E.g. (if not particularly ancient) I wouldn't fancy going to the Aztec Emperor and saying,
"I've looked at the figures, and it turns out there isn't a connection between crop yields and the number of human sacrifices..."
 
Because (1) We have winter, and spend nights in our houses. (2) We have television and internet, and are not out looking at the sky. But the big one: (3) We have sky pollution, both from things in the sky and from the atmosphere, especially near the cities in which most of us live.

I was once at a ranger-led campfire talk about the sky and the constellations, in a national park in the American southwest desert. That was, seriously, the first time I had seen the Milky Way since my childhood. There were things on brilliant display that I had NEVER seen before in suburban Cleveland, and that's in spite of sky-watching by lying outside, flat on my back on the patio at zero degrees F, because the air was (comparatively) as clear as it ever gets at home.

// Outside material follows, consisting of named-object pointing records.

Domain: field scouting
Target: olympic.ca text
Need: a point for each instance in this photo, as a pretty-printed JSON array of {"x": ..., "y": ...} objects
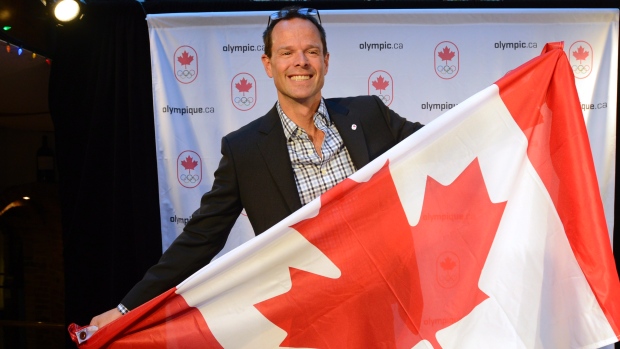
[
  {"x": 187, "y": 110},
  {"x": 515, "y": 45},
  {"x": 381, "y": 46},
  {"x": 179, "y": 220},
  {"x": 243, "y": 48},
  {"x": 437, "y": 106}
]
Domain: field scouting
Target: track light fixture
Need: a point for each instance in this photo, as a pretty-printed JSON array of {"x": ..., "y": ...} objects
[{"x": 67, "y": 10}]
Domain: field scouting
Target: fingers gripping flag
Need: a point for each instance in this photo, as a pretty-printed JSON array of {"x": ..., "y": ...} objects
[{"x": 483, "y": 229}]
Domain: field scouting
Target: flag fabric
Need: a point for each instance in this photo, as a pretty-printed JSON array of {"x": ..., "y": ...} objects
[{"x": 484, "y": 229}]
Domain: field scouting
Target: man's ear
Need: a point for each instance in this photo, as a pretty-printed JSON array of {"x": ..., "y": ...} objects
[{"x": 267, "y": 64}]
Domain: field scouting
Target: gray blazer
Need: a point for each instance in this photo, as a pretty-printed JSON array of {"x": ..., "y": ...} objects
[{"x": 255, "y": 173}]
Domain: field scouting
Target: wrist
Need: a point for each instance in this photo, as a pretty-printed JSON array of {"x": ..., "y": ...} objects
[{"x": 122, "y": 309}]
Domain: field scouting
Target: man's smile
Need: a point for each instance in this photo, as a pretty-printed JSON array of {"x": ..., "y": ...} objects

Yeah. I was on a camping trip a couple years ago in the Owens Valley/Mammoth lakes region of California and the milky way was clearly visible. Starlink flares were kind enough to make an appearance. My nightly view in Suburbia is pathetic compared to that, astrologers would never have made it in brightly lit neighborhoods.
 
Because (1) We have winter, and spend nights in our houses. (2) We have television and internet, and are not out looking at the sky. But the big one: (3) We have sky pollution, both from things in the sky and from the atmosphere, especially near the cities in which most of us live.

I was once at a ranger-led campfire talk about the sky and the constellations, in a national park in the American southwest desert. That was, seriously, the first time I had seen the Milky Way since my childhood. There were things on brilliant display that I had NEVER seen before in suburban Cleveland, and that's in spite of sky-watching by lying outside, flat on my back on the patio at zero degrees F, because the air was (comparatively) as clear as it ever gets at home.
As I've said many times, I'm bortle 9, and venus is the third brightest object in the sky after the sun and the moon.

I just think that the concept of aliens from other planets being given higher priority than other planets is putting the cart before the horse.